Bernard Tshumis approach to architectural design does not separate the form and the user. These two things are intrinsically intertwined. He is equally concerned about the events, actions and stories that take place within architectural space as the form of the building. The Parc de la Villette is a series of programmatic pavillions that allowed him to explore architectures detachment from function. In many ways the Parc de la Villette in Paris could be considered to be one of the largest buildings in the world. Discontinuous, yet each of the grid orientated, individual follies, act as one part of the whole. Described in the parks competition brief as “an Urban park for the 21st century”, the park was a lot more than a simple landscape redevelopment. It involved the development of a complex programme for cultural and entertainment facilities. Tshumi’s considered and thorough grid based proposal that successfully navigated the intertwining of narrative, form and function is likely to have been the reason his entry won the competition, out of 470 international competitors. Opposing the park ethos of the period where parks were intended to be separate escapes from the city. Parc de la Villette incorporates the city and embraces the stories of the existing landscape and of people that the building facilitates. - Sourced from an essay written for Critical Readings Module, by Ewan Malloch.

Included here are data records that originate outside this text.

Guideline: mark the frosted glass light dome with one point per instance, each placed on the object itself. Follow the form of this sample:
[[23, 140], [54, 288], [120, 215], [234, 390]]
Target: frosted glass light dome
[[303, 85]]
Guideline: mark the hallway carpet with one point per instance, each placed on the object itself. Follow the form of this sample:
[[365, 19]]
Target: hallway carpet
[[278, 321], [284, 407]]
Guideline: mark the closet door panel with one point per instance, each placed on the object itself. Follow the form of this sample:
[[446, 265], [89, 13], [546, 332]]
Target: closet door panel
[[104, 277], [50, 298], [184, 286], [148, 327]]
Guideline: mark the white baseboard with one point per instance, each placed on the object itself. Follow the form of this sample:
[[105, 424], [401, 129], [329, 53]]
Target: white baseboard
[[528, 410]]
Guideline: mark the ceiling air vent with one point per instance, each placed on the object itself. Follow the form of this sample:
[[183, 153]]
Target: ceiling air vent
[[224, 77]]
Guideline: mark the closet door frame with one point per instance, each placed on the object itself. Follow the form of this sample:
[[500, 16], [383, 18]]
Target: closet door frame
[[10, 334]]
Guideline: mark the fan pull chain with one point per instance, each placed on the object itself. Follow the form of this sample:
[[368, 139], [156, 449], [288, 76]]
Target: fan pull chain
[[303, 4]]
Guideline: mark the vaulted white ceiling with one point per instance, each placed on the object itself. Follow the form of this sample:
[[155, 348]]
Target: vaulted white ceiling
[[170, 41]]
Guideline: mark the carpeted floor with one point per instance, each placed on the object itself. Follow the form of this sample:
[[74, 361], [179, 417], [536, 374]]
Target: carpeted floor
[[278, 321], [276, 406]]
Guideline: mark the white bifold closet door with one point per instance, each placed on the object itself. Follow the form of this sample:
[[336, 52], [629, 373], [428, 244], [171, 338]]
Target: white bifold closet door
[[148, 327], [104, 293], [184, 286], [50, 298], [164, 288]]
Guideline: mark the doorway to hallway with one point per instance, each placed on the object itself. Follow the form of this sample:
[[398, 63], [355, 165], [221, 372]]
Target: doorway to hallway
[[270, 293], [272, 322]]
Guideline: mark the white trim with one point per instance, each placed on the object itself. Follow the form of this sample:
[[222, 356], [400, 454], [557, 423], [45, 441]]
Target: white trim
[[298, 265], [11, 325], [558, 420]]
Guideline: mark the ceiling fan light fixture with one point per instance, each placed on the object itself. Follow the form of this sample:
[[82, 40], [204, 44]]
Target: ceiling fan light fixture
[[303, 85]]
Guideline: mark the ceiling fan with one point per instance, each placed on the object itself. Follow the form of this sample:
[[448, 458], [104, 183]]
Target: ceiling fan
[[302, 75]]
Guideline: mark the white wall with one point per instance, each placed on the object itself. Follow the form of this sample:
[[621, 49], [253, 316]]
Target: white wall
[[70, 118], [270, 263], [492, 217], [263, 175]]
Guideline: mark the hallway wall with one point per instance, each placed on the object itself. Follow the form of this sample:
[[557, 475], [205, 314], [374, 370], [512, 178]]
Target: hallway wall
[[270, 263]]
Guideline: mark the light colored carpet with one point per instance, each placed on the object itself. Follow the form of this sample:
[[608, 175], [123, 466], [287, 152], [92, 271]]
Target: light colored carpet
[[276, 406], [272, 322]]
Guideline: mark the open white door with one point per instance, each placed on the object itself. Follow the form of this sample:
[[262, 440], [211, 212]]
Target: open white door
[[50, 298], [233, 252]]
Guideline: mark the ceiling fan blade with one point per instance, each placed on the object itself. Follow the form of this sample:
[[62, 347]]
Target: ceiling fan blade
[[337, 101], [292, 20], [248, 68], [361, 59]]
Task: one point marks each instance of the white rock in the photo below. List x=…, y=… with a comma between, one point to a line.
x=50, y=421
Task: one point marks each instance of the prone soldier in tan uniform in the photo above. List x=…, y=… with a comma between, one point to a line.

Play Contract - Superflex - Billund

Beşiktaş Fish Market - Istanbul Arco da Apoteose - Rio de Janeiro - Oscar Niemeyer

Pyramid Stage - Glastonbury - Temporary Architecture

Designed in large part by children, Plays Contract in Billund, Denmark is a series of five sculptures surrounded adapted landscape. The large scale block ‘playground sculptures’ invite a variety of uses and encourage different interaction year round. The sculptures connect through materiality and form.

Located on a triangular, unusually shaped site the Beşiktaş Fish Market in Istanbul is an example of event orientated architecture. The structure comes to life when the market takes place and provides electricity, shelter and lighting for the marketeers and the market goers. A distinctive piece of event architecture, the parade square, used for frequent large scale events also has daily event functions. Beneath the ‘stands’ built into the structure is a school, offices and multipurpose public space.

The Pyramid stage at Glastonbury is another more contemporary example of event architecture. The stages structure remains throughout the year and is then built upon once a year to form the full pyramid stage seen by hundreds of thousands of people at Glastonbury music festival. This additive attitude towards architecture could provide a solution to consistent and wasteful arrival and departure of event structures.